During his 447-day tenure at the EPA, Leavitt issued a 500-day plan that promised to "increase the velocity of environmental progress by implementing 'a better way.' " The wording of many of the plan's elements makes it difficult to render a judgment on Leavitt's success or failure in his former post.

The EPA plan included, for example, promises to "restore watersheds and coastal waters" and to "apply consistent and certain enforcement to motivate compliance." Neither goal included measurable benchmarks. Some of Leavitt's specific legislative commitments -- including elevating the EPA to Cabinet status and passing broad Clean Air legislation known as "Clear Skies" -- remain unfulfilled. Leavitt did make headway on some of his regulatory initiatives, such as signing a proposed rule to regulate mercury emissions from power plants. New EPA Administrator Steve Johnson is expected to unveil his own list of priorities in the next few weeks.

Leavitt's 500-day plan for HHS has two parts: visionary goals that the secretary posits for the nation over the next 5,000 days (that is, by 2019), and concrete strategies that he will concentrate on for his first 500 days. The "visions" include establishing an electronic system for managing individual health records, in place of today's paperwork. The "strategies" in this area include convening a "national collaboration" to develop standards for the data and technology that would handle such a system.

HHS has already taken some of the short-term steps in the 500-day plan; in some cases, work had begun before Leavitt arrived. For instance, in May, the Government Accountability Office reported that the department is "taking initial steps toward developing a national strategy for health IT." But the biggest success that the GAO pointed to was the July 2004 (pre-Leavitt) release of a three-phase framework for action on the national strategy. The GAO said that Health and Human Services had begun taking steps to implement the first phase of the strategy, but "has not established milestones for completion of phase I activities, nor has it made detailed plans or set milestones" for the second and third phases.

Former House Speaker Newt Gingrich, R-Ga., who has been promoting the potential of medical technology to save lives and money, has criticized HHS for a slow start, spending tens of millions of dollars when, he says, billions will be required.

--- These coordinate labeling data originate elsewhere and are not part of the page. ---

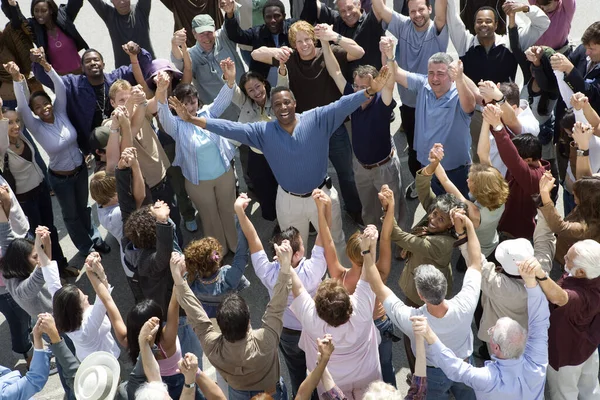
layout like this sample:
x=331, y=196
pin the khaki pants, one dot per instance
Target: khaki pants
x=214, y=201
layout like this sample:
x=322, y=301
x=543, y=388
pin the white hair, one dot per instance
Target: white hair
x=587, y=255
x=380, y=390
x=155, y=390
x=510, y=336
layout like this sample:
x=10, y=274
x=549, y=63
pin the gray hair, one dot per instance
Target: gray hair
x=587, y=256
x=155, y=390
x=380, y=390
x=440, y=58
x=510, y=336
x=431, y=284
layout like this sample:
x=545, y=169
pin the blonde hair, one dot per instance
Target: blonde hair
x=103, y=187
x=301, y=26
x=488, y=186
x=120, y=84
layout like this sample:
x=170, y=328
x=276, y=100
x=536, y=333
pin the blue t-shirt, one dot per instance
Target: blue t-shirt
x=371, y=138
x=414, y=49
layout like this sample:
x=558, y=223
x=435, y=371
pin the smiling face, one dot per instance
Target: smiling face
x=256, y=91
x=485, y=24
x=284, y=107
x=93, y=66
x=42, y=13
x=349, y=11
x=419, y=13
x=274, y=17
x=438, y=78
x=42, y=107
x=438, y=221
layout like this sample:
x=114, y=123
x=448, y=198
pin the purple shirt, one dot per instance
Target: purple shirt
x=557, y=34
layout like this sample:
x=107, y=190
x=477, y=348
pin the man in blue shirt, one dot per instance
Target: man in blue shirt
x=296, y=147
x=520, y=358
x=419, y=37
x=444, y=107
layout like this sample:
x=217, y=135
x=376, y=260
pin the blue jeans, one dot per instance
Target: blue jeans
x=19, y=323
x=458, y=176
x=72, y=195
x=188, y=340
x=340, y=155
x=386, y=330
x=439, y=386
x=280, y=393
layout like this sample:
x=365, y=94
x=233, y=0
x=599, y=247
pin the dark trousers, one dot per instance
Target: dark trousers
x=408, y=123
x=38, y=210
x=265, y=184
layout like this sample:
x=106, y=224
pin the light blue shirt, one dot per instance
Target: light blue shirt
x=299, y=161
x=15, y=387
x=414, y=49
x=521, y=378
x=189, y=138
x=440, y=121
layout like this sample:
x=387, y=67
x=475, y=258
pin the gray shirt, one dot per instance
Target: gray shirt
x=414, y=49
x=134, y=26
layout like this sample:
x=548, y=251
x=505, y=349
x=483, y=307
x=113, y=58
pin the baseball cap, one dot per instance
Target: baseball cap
x=510, y=252
x=203, y=23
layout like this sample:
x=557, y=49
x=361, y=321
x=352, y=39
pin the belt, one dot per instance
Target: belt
x=304, y=195
x=75, y=172
x=380, y=163
x=291, y=331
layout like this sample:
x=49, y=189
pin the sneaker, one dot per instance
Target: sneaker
x=411, y=192
x=191, y=225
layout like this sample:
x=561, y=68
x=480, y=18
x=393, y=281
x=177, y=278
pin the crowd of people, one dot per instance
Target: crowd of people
x=290, y=95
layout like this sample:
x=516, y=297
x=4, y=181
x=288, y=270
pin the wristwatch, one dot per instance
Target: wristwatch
x=583, y=153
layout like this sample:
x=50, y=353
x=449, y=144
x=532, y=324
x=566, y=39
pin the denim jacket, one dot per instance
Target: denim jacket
x=229, y=278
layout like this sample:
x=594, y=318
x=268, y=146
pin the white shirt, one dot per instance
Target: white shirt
x=355, y=361
x=454, y=328
x=309, y=270
x=529, y=124
x=110, y=219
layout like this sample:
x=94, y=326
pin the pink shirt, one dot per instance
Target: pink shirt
x=62, y=52
x=355, y=362
x=557, y=34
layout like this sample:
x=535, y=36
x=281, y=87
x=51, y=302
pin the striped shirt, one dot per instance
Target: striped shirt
x=299, y=161
x=188, y=137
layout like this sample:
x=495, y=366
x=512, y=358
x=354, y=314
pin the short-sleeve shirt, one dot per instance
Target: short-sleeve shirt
x=414, y=49
x=454, y=328
x=371, y=138
x=309, y=270
x=440, y=121
x=310, y=82
x=355, y=362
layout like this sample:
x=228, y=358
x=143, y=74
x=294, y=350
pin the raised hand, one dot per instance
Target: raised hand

Leavitt counters that it is necessary to get standards in place before investing huge sums of money.

Leavitt says he plans to spend the majority of his time working on items in the 500-day plan, but he cautions, "It is not even a full list of all the things that would be considered a priority in the department. There are many other things that others have been tasked with responsibility for."

Underlying both the EPA and HHS plans is a set of nearly identical slogans that shape Leavitt's prism: "National standards, neighborhood solutions.... Markets before mandates.... Collaboration, not polarization.... Change a heart, change a nation."

Leavitt enumerated the same principles in the late 1990s as part of the Western Governors' Association's vision for collaborative decision-making on environmental issues, a plan called "Enlibra." In 1999, when Leavitt became the National Governors Association chair, the same principles became part of its standing environmental policies.

Joseph Newhouse, professor of health policy and management at Harvard University, said that the department's 500-day plan seems to be mostly a recitation of the administration's existing priorities. "I would have thought there was something underlying this that was substantially more detailed," Newhouse said.